ただ、それを実行するのが少し早まっただけにすぎない。
俺は踵を返して屋敷から出ていく。
「か、和人さん・・・!」
静流もあわてて俺についてくる。
「どこに行くんですか」
しかし、俺はその質問に答えない。
「・・・静流、俺は用事があって少し出かける。いつ戻ってこれるかはわからない」
「ど、どういうことですか!?」
静流は俺の言葉に動揺を隠せないでいるようだ。
「・・・もしかして、椛ちゃんのこと見捨てるおつもりですか!?」
俺はその質問にも答えず、待たせていた車に乗り、屋敷を出て行った。
「和人さん・・・」
それから1日、2日、3日、待っても和人さんは帰ってきませんでした。
真理さんに聞いても、何も聞いてないそうで困惑しているようでした。
和人さんから連絡もなく、椛ちゃんも病院から帰ってきてから、いつもより暗くなったような気がします。

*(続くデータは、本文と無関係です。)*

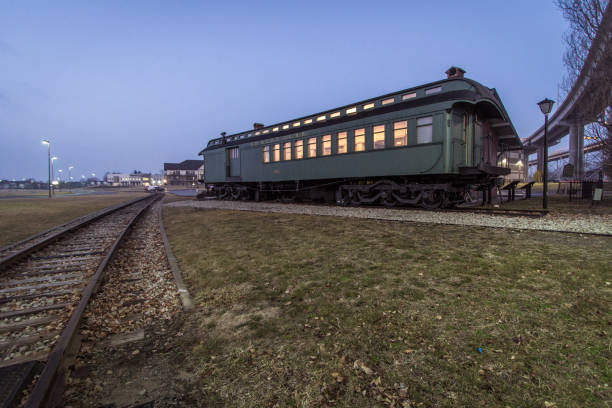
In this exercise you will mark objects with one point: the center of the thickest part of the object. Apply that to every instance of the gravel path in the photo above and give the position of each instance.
(598, 224)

口数も以前より少なくなってしまい、それは椛ちゃんが、初めてこの屋敷に来た時を思い出させました。
たまに口を開くと
「和人さんから・・・何か連絡は・・・ありましたか・・・?」
と聞いてくる。
それを私はいつも同じように首を振ることで対応します。
それでいつも椛ちゃんは
「そう・・・ですか・・・」
とさらに暗くなったようになってしまいます。